# My 1st ever recumbent commute.



## BlackPanther (23 Jan 2012)

I must say that I've been looking forward to going back to work today (honest). I've used up most of my hols and had almost a full month off for Xmas (apart from a 2 day CPC course) So, today I set off at my usual time of 06.30, with the familiar tones of Chris Moyles (on low volume I hasten to add) in my ears. I usually take it steady to avoid breaking sweat and arrive at work around 07.20. I did the same on my Bacchetta and got to work at 07.10!

Coming home was not quite as enjoyable as I have to go through Doncaster town centre, which means traffic lights (still wobbling on set off) and loads of pedestrians.

Things I learned today?

1/ The sun peak thingy on my helmet has had to go. In the strong head wind I felt a lot of wind blast/turbulence. Having said that, when I turned into the head wind today it slowed me to 15 mph on the flat. I would've been down to 10 mph on the road bike.

2/ As I'm no longer running my trusty Marathon Plus bullet proof un-puncturable tyres (not available in 650 size so I'm trying gatorskins) I've avoided the cycle paths and stuck to the a-roads, and as my setting off is still 'off', I'm slowing down to time the lights better. I daren't filter to the front like I do on the road bike.....yet.

3/ Recumbents, especially on a long commute make a LOT of sense.

4/ People look, point, laugh, and occasionally criticise recumbent riders!

5/ It's early days yet, but I reckon this bike is at least 20% faster on the flat. It's a shame there are no real downhills on my usual route, but I think I'll go the long way home tomorrow where there's a hill that I usually hit usually 30mph on the road bike. Bring it on.


----------



## GrasB (23 Jan 2012)

Which Bacchetta are you riding on a Corsa? I commute on a Giro 26 & I run 26" wheels using wide tyres, the reason being that I quickly found my back was taking a lot of punishment on smaller cracks in the road etc. I find the Giro to be a little faster than my TT bike but not much.


----------



## ufkacbln (23 Jan 2012)

I was "made up" when passing through a park on my commute.

Two very nice young ladies in their late teens watched me pass on the Catrike.... one turned to her mate and said:

"That guy is really cool and rides the coolest bikes"........


then ruined it by adding:

..... "for an old guy!"


----------



## BlackPanther (24 Jan 2012)

GrasB said:


> Which Bacchetta are you riding on a Corsa?

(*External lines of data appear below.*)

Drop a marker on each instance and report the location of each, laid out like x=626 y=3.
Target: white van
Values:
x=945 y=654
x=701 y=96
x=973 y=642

I commute on a Giro 26 & I run 26" wheels using wide tyres, the reason being that I quickly found my back was taking a lot of punishment on smaller cracks in the road etc. I find the Giro to be a little faster than my TT bike but not much.


 
I'm on a Strada. Re the ride quality, there's a bridge over the M18 where the expansion joints are very 'crashy' on the Allez road bike, but hardly noticeable on the Strada. Maybe that's down to my weight been spread out over a large area, and the comfy euromesh seat is quite a good shock absorber. I'm going to try a 26" wheel this weekend, because I'd love to get a wider tyre on the back (Marathon plus), and to aid comfort. I suspect that the brakes wont adjust by enough though!

My only real downer is the fact that it's downright scary on unlit country roads. I ride with 2 good front led lights,and a blinding helmet mounted light, but I just don't have the view I get on my other bikes and find myself staying well out from the edge. Ah well, another month or so and I should be cycling in to work in daylight.


----------



## GrasB (25 Jan 2012)

I never found single cracks to be a problem like you get on the bridge expansion joints. It's more the repeated random cracks that got me. The reason I went for the Giro over the Strada & Corsa is the disc brakes, it allows for quick swapping of wheel sizes without any wondering about the brakes.

As for unlit roads what lights are you using? I found I needed better road surface illumination so moved to a B&M front light which works really well but once that was on the bike there is actually little difference between my DF & 'bent view of the road.


----------



## riggsbie (26 Jan 2012)

Awesome job.....

I have started commuting this year on my new ICE Vortex FS recumbent trike (I did 2 commutes last year just before Christmas on my old Greenspeed GT5). My commute is 35.5 km each way so over 70km a day so far I have completed 5 commutes by trike !!

I promised at least one a week but am ok with 2, have aborted a couple due to excessive heat, we've had a few 42C days here in Oz so after one ride home in 36C (with a strong headwind every afternoon for 15km as I head towards the coast) I tend to avoid the really hot days.....

Get some good comments of my black Vortex and as it's summer I am trying to get a lot of riding in before the autumn/winter starts..... Over 740km so far this year :-)

Keep up the commuting !!


----------